List the available voices for the speaker.

Returns:

A list of voice names.

Return type:

list[str]

say(text: str, out_file: str | Path | None = None, lang: str = 'en-US') float

A synchronous version of synthesize()

Parameters:
  • text (str) – The text to synthesize.

  • out_file (Path) – The file to save the speech to.

  • lang (str) – The language code of the text. e.g. “en-US”, “fr-FR”.

async stream(text: str, lang: str = 'en-US') AsyncGenerator[bytes, None]

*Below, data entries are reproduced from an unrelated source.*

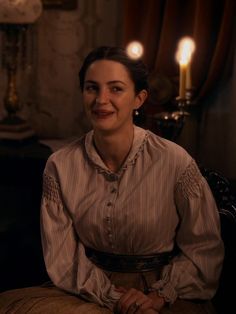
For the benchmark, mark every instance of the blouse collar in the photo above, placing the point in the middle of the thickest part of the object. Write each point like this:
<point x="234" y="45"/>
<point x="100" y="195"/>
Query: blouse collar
<point x="140" y="137"/>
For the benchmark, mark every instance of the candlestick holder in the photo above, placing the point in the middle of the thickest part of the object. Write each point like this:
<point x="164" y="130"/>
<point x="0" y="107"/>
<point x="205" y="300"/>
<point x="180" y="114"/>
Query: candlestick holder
<point x="13" y="127"/>
<point x="170" y="124"/>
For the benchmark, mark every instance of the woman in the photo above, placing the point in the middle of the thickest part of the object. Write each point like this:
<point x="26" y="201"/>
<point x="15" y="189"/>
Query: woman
<point x="118" y="202"/>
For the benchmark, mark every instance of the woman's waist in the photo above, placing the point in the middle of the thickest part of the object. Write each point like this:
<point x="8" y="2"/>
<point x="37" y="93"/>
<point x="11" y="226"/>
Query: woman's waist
<point x="129" y="263"/>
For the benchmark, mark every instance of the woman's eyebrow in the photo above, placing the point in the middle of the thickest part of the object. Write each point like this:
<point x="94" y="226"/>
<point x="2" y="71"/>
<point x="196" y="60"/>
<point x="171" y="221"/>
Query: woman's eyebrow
<point x="109" y="82"/>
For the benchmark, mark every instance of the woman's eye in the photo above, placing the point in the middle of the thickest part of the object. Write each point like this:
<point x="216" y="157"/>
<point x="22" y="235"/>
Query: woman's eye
<point x="116" y="89"/>
<point x="91" y="88"/>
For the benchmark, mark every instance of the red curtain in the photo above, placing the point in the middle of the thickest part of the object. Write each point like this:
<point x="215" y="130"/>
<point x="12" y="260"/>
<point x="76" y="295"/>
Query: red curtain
<point x="159" y="25"/>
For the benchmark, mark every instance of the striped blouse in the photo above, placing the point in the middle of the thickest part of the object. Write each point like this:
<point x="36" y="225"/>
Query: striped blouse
<point x="157" y="197"/>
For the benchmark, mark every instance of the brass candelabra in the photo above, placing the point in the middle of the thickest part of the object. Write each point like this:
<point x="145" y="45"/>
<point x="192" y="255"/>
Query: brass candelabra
<point x="170" y="124"/>
<point x="13" y="127"/>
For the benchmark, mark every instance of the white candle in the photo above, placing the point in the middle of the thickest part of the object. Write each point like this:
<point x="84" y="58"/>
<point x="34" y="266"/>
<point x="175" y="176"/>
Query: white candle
<point x="184" y="53"/>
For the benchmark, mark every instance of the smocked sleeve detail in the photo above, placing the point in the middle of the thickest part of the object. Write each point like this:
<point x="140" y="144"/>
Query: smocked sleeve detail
<point x="189" y="183"/>
<point x="51" y="188"/>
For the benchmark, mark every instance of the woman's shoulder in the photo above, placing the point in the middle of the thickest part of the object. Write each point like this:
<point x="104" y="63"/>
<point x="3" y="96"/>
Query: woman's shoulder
<point x="166" y="146"/>
<point x="64" y="156"/>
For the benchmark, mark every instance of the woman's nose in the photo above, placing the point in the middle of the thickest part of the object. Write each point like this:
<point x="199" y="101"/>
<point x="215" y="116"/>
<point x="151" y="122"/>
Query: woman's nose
<point x="103" y="96"/>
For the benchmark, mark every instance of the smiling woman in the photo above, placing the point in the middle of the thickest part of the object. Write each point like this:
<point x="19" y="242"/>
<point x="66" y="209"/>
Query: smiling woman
<point x="60" y="4"/>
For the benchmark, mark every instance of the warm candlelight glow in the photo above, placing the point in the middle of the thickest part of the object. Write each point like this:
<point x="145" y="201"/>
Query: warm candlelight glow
<point x="184" y="53"/>
<point x="134" y="50"/>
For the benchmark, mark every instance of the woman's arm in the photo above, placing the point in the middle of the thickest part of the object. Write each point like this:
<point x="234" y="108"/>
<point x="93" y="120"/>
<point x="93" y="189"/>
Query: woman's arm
<point x="195" y="271"/>
<point x="65" y="259"/>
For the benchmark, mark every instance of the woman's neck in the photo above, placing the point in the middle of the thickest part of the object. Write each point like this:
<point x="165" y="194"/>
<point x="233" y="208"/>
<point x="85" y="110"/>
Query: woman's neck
<point x="113" y="148"/>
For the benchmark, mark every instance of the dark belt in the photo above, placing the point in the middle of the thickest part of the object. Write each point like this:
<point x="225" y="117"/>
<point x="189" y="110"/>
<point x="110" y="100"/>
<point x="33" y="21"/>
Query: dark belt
<point x="128" y="263"/>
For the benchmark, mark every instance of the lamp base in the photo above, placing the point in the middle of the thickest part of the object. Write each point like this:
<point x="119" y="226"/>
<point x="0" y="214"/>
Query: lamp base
<point x="15" y="129"/>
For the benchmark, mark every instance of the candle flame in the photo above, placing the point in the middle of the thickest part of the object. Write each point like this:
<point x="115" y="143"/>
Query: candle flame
<point x="186" y="47"/>
<point x="135" y="50"/>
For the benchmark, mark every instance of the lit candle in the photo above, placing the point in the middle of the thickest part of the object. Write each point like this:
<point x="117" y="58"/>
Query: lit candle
<point x="182" y="79"/>
<point x="134" y="50"/>
<point x="184" y="53"/>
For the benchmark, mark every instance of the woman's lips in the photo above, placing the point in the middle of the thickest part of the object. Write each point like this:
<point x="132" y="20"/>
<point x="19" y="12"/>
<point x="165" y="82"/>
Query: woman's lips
<point x="102" y="113"/>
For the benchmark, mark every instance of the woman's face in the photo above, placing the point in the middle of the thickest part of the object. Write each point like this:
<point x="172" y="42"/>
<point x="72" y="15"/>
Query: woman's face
<point x="109" y="96"/>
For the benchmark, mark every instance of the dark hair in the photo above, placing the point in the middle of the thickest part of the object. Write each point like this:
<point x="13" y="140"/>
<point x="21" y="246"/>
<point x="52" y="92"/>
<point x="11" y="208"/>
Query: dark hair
<point x="136" y="68"/>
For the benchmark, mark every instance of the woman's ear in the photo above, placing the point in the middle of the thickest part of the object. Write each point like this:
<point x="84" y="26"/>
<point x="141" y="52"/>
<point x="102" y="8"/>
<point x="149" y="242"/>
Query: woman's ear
<point x="140" y="98"/>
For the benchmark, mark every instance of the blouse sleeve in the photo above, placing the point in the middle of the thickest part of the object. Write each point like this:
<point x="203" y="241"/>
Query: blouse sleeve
<point x="64" y="255"/>
<point x="195" y="271"/>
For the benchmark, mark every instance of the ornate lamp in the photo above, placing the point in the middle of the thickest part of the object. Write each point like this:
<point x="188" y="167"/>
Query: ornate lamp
<point x="16" y="16"/>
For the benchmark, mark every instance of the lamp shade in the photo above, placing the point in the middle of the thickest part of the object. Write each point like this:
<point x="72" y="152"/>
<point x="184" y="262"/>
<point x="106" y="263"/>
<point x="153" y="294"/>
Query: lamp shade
<point x="20" y="11"/>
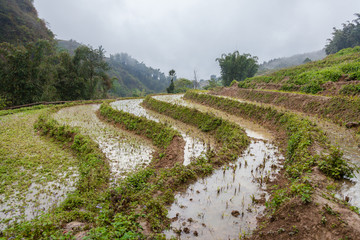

Generate speech from text as a stream.

Parameters:
  • text (str) – The text to synthesize.

  • lang (str) – The language code of the text. e.g. “en-US”, “fr-FR”.

Raises:
  • Duration – If the speech is generated successfully, it contains the duration.

  • SynthesizeError – If the speech is not generated successfully.

async synthesize(text: str, out_file: str | Path, lang: str = 'en-US') float

Generate speech from text and save it to a file.

Parameters:
  • text (str) – The text to synthesize.

  • out_file (Path) – The file to save the speech to.

  • lang (str) – The language code of the text. e.g. “en-US”, “fr-FR”.

Returns:

The duration of the speech in seconds.

Return type:

float

class tetos.minimax.TimberWeight
voice_id: str

系统音色

weight: int

取值[1,100]。最多支持4种音色混合,取值为整数,单一音色取值占比越高,合成音色越像。